Firefox and Software Restriction GPO

[daniela.shipman]

We require the use of Firefox for some of our webpages to function properly since many of our webpages that are from our associated companies don't seem to work with IE9/10. IE8 is out of the question obviously due to no webpages allowing it to function properly anymore due to it's age and previous zero-day exploits.


The stage as it sits:

We have in place a GPO that prevents applications from running from undesired locations, mostly to prevent malicious software infecting the user profile locations such as AppData\LocalLow and Roaming. The server is 2008 R2 Standard.

When I try to install this software, it fails the install almost immediately with the following message;
( C:\Users\TempAd~1\AppData\Local\Temp\7zSDB22.tmp\Setup.exe ) is blocked by GPO, for information contact SysAdmin.

Here's the problem, I am the SysAdmin Managing workstation deployments and GPO Management. I'm sitting here trying to figure this out and everything else I can install; MS Office, Windows Updates, VLC Media Player, MalwareBytes, and so on... I'm experiencing this also with Java and Adobe products but those aren't for this forum. I would like to install Firefox without having to remove the computer from the protected OU into an unaffected OU.

For those of you who might want to try this set up to see what is going on;

The policy settings are:

GPO - Computer Configuration > Policies > Windows Settings > Software Restriction Policies
Security Level - Disallowed (set as default)

Additional Rules; (All are Path Rules)
%APPDATA%\Microsoft (Unrestricted)
%COMMONPROGRAMFILES% (Disallowed)
%COMMONPROGRAMFILES(X86)% (Disallowed)
%PROGRAMDATA% (Disallowed)
%PROGRAMDATA%\Microsoft (Unrestricted)
%SYSTEMDRIVE% (Unrestricted)
%SYSTEMDRIVE%\Users (Disallowed)
%TEMP% (Unrestricted)
%TMP% (Unrestricted)
%USERPROFILE%\APPDATA (Disallowed)
%USERPROFILE%\Desktop (Unrestricted)
\\FS01\SOFTWARE (Unrestricted)
\\FS02\SOFTWARE (Unrestricted)
\\FS03\SOFTWARE (Unrestricted)

As a simple explination as to why some rules look stacked, it's because they are.
Example:
%SYSTEMDRIVE% (Unrestricted) would allow anything anywhere on the hard drive to run.
%PROGRAMFILES% (Disallowed) would prevent anything within this folder or subfolders from running regardless of the setting to %SYSTEMDRIVE%.

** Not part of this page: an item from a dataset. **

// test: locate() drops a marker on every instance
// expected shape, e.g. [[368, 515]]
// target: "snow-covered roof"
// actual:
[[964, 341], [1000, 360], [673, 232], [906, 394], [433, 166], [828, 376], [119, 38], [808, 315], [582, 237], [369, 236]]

Any Help or pointers would be helpful in resolving this.

[trolly]

Just for completeness:
Is that the Firefox setup application?
How did you get the setup application to that place?

[daniela.shipman]

This is the installation package that can be downloaded from the webpage of Mozilla. I have the package saved to the desktop of the PC that I'm trying to resolve this issue on but as stated earlier, am having no luck in finding the solution. The are that I get by that error message is allowed and so is the users desktop, but the issue still happens. I feel I'm not getting the right error from Firefox as to why it won't install since the same message I get from the error, I get in the widows application event logs.

[daniela.shipman]

I figured something out after a bit more testing.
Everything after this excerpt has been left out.